Nov 12 13:36:26 <zk host> docker:zookeeper_corelinux_<zk host>[1195]: [2019-11-12 13:36:26,625] INFO Client attempting to establish new session at /<kafka ip>:54272 (org.apache.zookeeper.server.ZooKeeperServer)
Nov 12 13:36:26 <zk host> docker:zookeeper_corelinux_<zk host>[1195]: [2019-11-12 13:36:26,631] INFO Established session 0x3007c8bcb5c0000 with negotiated timeout 6000 for client /<kafka ip>:54272 (org.apache.zookeeper.server.ZooKeeperServer)

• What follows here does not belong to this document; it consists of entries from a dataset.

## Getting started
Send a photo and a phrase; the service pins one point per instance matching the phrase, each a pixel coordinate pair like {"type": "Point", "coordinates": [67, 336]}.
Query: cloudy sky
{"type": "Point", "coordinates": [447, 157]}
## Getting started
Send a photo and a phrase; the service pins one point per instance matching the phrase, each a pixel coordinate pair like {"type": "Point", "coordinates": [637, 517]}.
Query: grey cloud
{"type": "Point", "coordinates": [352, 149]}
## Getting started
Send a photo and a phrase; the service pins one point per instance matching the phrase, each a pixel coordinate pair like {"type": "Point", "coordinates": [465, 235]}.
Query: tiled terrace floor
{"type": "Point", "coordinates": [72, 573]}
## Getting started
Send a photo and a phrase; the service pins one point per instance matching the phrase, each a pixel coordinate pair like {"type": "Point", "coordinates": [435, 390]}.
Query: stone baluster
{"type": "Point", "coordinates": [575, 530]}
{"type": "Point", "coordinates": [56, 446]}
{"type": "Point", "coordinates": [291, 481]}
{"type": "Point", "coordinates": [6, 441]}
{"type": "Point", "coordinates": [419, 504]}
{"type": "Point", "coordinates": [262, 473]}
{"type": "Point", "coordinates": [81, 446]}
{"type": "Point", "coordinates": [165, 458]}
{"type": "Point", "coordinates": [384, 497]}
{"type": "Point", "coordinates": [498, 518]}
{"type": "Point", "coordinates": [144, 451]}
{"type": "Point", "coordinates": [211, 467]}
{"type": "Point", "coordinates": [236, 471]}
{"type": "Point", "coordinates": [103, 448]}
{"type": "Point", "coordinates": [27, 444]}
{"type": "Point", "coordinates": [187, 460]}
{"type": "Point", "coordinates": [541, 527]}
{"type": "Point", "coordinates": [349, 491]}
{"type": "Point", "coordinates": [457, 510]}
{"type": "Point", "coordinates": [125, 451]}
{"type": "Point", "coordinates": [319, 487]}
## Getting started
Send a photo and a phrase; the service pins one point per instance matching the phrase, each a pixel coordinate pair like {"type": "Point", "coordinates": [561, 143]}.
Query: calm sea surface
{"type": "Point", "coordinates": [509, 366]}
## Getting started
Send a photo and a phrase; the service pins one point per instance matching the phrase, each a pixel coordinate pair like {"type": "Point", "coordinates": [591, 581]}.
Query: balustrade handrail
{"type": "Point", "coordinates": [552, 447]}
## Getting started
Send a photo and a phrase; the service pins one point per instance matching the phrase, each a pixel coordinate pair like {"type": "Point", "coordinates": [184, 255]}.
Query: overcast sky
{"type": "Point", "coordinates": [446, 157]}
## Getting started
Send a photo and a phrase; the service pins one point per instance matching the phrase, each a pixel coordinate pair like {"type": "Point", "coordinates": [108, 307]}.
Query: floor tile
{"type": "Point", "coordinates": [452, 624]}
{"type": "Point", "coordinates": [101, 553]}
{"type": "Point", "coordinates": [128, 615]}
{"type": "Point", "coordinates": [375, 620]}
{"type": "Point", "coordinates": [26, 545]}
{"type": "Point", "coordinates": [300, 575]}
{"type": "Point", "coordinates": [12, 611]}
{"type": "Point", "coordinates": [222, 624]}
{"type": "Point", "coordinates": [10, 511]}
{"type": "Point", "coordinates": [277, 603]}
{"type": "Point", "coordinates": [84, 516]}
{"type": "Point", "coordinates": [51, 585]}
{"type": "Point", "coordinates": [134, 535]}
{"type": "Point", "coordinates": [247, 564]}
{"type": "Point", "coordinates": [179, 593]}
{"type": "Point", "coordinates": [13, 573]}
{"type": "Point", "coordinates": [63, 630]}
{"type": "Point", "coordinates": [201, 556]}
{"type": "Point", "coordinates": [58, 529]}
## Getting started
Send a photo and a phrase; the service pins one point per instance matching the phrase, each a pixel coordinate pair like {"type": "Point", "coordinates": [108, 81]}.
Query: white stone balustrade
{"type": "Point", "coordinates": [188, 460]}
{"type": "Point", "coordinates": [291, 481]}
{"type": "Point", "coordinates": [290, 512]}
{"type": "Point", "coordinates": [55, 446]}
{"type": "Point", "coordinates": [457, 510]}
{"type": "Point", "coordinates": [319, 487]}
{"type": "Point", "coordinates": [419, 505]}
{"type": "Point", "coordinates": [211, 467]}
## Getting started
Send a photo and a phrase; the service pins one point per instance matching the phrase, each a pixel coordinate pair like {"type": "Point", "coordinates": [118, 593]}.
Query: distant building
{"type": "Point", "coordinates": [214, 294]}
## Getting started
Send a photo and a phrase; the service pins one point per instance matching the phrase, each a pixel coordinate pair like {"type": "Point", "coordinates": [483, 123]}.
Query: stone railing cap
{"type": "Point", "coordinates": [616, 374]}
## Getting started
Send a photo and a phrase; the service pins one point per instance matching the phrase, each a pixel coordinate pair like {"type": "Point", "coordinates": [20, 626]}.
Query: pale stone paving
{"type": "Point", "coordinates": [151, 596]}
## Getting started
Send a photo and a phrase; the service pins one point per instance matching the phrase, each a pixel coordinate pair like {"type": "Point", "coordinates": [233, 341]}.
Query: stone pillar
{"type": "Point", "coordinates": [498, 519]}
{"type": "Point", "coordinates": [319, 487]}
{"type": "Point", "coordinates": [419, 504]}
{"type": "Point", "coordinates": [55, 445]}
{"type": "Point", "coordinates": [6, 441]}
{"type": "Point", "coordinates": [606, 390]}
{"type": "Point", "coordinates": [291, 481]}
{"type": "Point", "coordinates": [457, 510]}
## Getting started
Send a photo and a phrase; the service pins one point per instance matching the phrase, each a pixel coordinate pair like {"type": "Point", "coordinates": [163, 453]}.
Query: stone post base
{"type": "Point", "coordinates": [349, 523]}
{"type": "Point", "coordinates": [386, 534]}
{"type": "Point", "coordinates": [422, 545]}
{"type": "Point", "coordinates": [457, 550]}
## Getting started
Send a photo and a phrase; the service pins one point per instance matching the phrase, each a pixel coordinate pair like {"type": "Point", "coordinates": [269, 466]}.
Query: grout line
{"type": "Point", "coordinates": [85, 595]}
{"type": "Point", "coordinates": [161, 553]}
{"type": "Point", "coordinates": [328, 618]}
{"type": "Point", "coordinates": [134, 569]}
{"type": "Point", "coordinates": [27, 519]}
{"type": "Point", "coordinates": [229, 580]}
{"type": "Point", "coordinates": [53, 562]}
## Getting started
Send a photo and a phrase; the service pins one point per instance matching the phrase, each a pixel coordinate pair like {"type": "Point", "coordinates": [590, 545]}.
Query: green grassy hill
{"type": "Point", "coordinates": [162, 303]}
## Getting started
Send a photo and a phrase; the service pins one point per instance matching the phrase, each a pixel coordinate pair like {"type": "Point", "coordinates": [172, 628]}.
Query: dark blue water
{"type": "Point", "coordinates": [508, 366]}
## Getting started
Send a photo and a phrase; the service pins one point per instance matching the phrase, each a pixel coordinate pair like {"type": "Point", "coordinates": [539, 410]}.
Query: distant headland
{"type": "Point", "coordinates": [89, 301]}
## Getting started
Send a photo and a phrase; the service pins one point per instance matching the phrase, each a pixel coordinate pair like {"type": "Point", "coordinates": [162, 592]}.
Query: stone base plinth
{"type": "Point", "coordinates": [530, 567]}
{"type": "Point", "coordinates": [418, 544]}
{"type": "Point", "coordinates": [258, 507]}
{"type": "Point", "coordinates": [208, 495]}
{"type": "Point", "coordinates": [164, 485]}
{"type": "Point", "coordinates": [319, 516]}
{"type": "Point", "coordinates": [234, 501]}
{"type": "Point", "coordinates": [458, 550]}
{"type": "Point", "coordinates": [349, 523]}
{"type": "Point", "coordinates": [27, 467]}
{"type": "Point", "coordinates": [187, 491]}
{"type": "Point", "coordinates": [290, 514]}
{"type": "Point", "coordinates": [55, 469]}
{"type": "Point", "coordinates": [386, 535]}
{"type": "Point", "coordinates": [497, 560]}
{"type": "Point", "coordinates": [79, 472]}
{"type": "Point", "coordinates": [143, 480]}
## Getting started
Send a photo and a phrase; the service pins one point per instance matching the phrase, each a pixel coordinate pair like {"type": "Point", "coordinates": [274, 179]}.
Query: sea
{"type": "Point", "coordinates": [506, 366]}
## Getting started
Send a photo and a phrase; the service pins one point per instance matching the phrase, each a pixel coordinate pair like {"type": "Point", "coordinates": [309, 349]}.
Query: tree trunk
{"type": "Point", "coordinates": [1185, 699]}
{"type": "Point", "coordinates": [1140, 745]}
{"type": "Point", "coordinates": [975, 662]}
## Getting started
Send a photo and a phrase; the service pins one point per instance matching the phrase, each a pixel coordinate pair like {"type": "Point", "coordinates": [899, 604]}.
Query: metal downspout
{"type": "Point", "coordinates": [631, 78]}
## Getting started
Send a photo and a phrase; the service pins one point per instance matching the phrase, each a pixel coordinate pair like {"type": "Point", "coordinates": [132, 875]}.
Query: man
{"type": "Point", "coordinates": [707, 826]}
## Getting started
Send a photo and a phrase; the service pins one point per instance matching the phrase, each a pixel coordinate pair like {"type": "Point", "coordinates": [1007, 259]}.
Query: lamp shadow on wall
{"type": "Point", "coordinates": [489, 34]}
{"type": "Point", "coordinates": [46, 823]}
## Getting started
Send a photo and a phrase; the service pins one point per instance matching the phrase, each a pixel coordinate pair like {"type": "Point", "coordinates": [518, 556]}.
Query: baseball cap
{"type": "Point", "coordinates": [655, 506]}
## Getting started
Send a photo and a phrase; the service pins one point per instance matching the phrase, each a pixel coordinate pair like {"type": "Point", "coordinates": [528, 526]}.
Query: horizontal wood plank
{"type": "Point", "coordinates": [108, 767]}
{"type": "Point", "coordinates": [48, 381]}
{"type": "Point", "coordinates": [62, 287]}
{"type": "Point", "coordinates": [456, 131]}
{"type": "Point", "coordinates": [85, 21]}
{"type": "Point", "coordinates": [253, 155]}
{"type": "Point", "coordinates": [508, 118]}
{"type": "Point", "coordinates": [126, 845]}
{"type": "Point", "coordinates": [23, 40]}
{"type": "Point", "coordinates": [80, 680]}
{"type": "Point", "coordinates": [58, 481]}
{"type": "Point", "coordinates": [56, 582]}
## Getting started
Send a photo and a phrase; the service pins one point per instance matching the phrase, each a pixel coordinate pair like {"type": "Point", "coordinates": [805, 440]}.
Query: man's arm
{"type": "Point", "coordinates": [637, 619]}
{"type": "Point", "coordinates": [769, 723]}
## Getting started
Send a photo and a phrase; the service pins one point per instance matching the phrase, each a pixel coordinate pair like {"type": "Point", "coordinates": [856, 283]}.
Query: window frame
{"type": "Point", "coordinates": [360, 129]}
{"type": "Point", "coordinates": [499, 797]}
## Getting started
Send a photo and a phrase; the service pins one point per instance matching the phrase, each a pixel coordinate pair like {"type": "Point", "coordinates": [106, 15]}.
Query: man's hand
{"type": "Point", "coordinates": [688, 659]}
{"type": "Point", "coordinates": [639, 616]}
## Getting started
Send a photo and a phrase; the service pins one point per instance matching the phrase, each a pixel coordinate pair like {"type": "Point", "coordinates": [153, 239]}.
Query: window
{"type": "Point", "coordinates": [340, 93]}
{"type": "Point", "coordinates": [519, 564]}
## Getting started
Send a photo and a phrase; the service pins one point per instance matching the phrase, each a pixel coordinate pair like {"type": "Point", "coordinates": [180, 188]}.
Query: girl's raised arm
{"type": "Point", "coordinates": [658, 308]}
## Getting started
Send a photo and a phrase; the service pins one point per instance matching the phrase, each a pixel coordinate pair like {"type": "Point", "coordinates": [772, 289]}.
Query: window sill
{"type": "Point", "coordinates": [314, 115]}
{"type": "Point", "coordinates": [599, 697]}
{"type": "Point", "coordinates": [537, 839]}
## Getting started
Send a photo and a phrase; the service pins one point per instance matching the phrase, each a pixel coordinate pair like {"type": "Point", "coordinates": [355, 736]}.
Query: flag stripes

Nov 12 13:36:26 <zk host> docker:zookeeper_corelinux_<zk host>[1195]: [2019-11-12 13:36:26,775] INFO Successfully authenticated client: authenticationID=kafka/<kafka host>@REALM;  authorizationID=kafka/<kafka host>@REALM. (org.apache.zookeeper.server.auth.SaslServerCallbackHandler)
Nov 12 13:36:26 <zk host> docker:zookeeper_corelinux_<zk host>[1195]: [2019-11-12 13:36:26,778] INFO Setting authorizedID: kafka (org.apache.zookeeper.server.auth.SaslServerCallbackHandler)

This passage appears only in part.